ロシアW杯グループリーグ初戦、コロンビア戦。2回目のW杯に臨む香川真司は、初めて10番らしい活躍を見せたのではないだろうか。前半3分、大迫勇也のシュートをGKが弾いたところに香川がつめ、左足で合わせ相手のハンドを誘いPKを獲得。このPK、香川自身がキッカーに名乗り出た。
「キッカーは決まってなかったですね。ただ自分でとったんでね、蹴る気満々でした」
香川がPKを蹴ることはチームメイトにも意外だった
香川、代表、PKといえば、2015年のアジアカップ、準々決勝UAE戦を思い出す。1-1でPK戦になり、香川は6人目のキッカーを務めて外し、涙した。アジアカップで日本が準決勝進出できなかったのは5大会ぶりのことだった。だが、あのときの影響は、この試合の香川にはなかった。
「もともと代表では(本田)圭佑が出てたら、圭佑が蹴ってたから。それ以外のキッカーは決まってなかった。でも、自分も練習してたんでね、うまく結果として出たのは良かった」
先制点を振り返り、香川はにっこり笑った。実は、香川がPKを蹴ることは、チームメイトにとっても意外だったと原口元気が明かす。
「サコくん(大迫勇也)が蹴ると思ったんですけどね。シンジくんも練習してたみたい」
「ちょっとタイミングを外すというのは頭の中にあった」
ボールを置いた香川は小刻みに助走をつけて、GKとの間合いをはかり、ほぼ中央に蹴り込んだ。

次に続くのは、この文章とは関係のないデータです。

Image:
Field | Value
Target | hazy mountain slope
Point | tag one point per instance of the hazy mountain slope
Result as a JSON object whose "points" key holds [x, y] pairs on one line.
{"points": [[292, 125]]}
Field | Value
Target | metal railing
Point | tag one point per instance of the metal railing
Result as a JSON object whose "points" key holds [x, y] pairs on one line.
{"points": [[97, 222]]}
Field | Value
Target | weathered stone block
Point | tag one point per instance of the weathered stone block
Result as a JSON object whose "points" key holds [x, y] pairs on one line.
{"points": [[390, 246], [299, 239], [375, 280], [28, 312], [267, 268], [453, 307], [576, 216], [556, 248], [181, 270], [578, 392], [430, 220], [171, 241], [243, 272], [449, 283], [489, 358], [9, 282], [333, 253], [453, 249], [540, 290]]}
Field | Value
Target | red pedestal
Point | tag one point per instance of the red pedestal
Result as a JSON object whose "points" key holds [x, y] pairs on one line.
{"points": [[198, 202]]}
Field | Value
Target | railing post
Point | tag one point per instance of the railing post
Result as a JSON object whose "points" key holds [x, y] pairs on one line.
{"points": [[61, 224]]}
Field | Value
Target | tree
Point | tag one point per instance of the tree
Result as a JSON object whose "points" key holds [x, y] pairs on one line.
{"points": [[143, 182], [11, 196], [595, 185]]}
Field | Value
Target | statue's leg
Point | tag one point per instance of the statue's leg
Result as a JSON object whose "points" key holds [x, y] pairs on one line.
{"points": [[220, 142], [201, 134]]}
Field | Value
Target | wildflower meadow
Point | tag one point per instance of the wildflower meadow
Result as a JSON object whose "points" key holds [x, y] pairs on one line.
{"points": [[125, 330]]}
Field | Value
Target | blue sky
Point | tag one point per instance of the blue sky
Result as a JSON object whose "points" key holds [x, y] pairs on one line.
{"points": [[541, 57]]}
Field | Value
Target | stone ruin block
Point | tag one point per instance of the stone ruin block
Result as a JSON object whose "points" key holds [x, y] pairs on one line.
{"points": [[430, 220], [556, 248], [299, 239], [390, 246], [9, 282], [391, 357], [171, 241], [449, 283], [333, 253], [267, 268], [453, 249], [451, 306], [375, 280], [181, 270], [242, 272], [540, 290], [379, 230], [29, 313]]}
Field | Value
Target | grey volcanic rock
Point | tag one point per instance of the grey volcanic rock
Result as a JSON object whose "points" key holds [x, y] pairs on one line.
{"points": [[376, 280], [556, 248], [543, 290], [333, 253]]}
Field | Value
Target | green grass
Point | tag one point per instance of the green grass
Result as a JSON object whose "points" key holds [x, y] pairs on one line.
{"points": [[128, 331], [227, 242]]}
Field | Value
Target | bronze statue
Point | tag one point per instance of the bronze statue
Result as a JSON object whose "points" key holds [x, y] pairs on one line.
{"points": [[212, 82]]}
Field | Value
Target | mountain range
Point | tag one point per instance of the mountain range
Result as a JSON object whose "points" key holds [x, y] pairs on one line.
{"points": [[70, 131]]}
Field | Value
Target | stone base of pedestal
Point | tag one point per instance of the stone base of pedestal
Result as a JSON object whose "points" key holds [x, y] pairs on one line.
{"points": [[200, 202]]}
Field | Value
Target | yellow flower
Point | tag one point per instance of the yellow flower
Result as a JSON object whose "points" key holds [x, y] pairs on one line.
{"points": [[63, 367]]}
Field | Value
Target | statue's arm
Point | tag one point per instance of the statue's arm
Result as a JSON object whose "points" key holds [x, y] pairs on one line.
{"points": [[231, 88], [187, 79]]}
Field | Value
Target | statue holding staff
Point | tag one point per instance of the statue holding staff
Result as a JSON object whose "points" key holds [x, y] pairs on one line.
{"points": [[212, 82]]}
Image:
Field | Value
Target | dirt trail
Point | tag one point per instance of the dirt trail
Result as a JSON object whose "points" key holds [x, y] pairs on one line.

「ちょっとタイミングを外すというのは頭の中にありました。(あの蹴り方は)相手も多分データが取れてなかったと思いますし、だからこそ使えるなと思っていたので、うまくできたと思います」
この日のミックスゾーン(取材エリア)に、香川が登場したのはラストから2番目だった。ドーピングコントロール(薬物チェックのための尿検査)の対象選手だったためだ。この日の主役を待ちわびた報道陣の矢継ぎ早の質問にも、落ち着いた様子で丁寧に答えていった。